Speed up Julia code for simple Monte Carlo Pi estimation (compared to Numba)

By the way, there’s no need to do this. BenchmarkTools @btime already takes care of this for you.

I’m pretty sure this is yet another example of https://github.com/JuliaLang/julia/issues/15276 due to the closure created by @threads. You can see the problem by doing:

julia> @code_warntype estimate_pi_thread(1000)
Variables
  #self#::Core.Const(estimate_pi_thread)
  nMC::Int64
  threadsfor_fun::var"#25#threadsfor_fun#8"{Float64, Float64, UnitRange{Int64}}
  n_circle@_4::Core.Box

Using the usual Ref trick solves that problem:

function estimate_pi_thread(nMC)
    radius = 1.
    diameter = 2. * radius
    n_circle = Ref(0)
    Threads.@threads for i in 1:nMC
        x = (rand() - 0.5) * diameter
        y = (rand() - 0.5) * diameter
        r = sqrt(x^2 + y^2)
        if r <= radius
            n_circle[] += 1
        end
    end
    return (n_circle[] / nMC) * 4.
end

With that change, I see the following with julia --threads=1 (only one thread to work with):

julia> @btime estimate_pi($nMC2)
  88.248 ms (0 allocations: 0 bytes)
3.1414028

julia> @btime estimate_pi_thread($nMC2)
  137.082 ms (7 allocations: 576 bytes)
3.1417592

With julia --threads=2, I see:

julia> @btime estimate_pi_thread($nMC2)
  114.105 ms (12 allocations: 1.00 KiB)
1.7710592

and with --threads=4 I see:

julia> @btime estimate_pi_thread($nMC2)
  110.060 ms (22 allocations: 1.89 KiB)
0.932612

so indeed there’s not much benefit from this particular manner of threading. I would guess that there’s too little work being done in each iteration for the overhead of threading to make sense.

4 Likes

The threaded code is not correct, because you are concurrently adding to n_circles. You should at least save them in an array:

julia> # threaded version (think this is the right approach)
       function estimate_pi_thread(nMC)
           radius = 1.
           diameter = 2. * radius
           n_circle = zeros(Int,Threads.nthreads())
           Threads.@threads for i in 1:nMC
               x = (rand() - 0.5) * diameter
               y = (rand() - 0.5) * diameter
               r = sqrt(x^2 + y^2)
               if r <= radius
                   n_circle[Threads.threadid()] += 1
               end
           end
           return (sum(n_circle) / nMC) * 4.
       end
estimate_pi_thread (generic function with 1 method)

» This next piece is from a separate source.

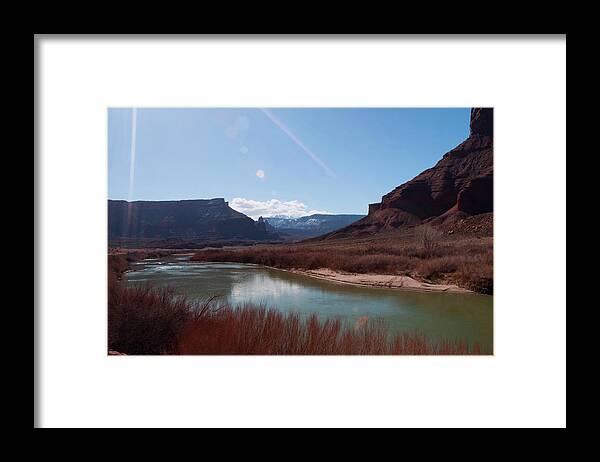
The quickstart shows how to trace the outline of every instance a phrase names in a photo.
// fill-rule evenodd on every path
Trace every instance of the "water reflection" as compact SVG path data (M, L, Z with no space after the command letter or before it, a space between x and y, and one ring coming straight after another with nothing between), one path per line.
M171 286L190 298L218 295L233 305L251 302L283 312L339 317L351 325L365 316L381 317L393 330L467 338L492 348L489 296L356 287L257 265L190 263L187 258L138 262L127 282Z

That seems to solve most of the problem:

julia> @btime estimate_pi_thread(nMC2)
  76.575 ms (23 allocations: 2.00 KiB)
3.1414848

julia> @btime estimate_pi($nMC2)
  103.041 ms (0 allocations: 0 bytes)
3.1408116

(I think the numbe code is not correct either)

7 Likes

Good point! I didn’t even notice that the answers I was getting with the threaded code were completely wrong. @smpurkis the fact that you got correct answers in your threaded version might suggest that you aren’t actually using multiple threads at all. Are you starting julia with julia --threads=<something> ?

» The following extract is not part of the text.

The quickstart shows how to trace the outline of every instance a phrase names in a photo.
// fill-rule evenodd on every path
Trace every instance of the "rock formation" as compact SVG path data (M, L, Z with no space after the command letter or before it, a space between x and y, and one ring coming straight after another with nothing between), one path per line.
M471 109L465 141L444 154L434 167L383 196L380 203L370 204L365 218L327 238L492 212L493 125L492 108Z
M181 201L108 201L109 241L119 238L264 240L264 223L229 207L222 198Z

Also there are better parallelization models for a loop with small computations inside, like that of Floops:

julia> using FLoops
       # threaded version (think this is the right approach)
       function estimate_pi_floop(nMC)
           radius = 1.
           diameter = 2. * radius
           @floop for i in 1:nMC
               x = (rand() - 0.5) * diameter
               y = (rand() - 0.5) * diameter
               r = sqrt(x^2 + y^2)
               if r <= radius
                   @reduce(n_circle += 1)
               end
           end
           return (n_circle / nMC) * 4.
       end
estimate_pi_floop (generic function with 1 method)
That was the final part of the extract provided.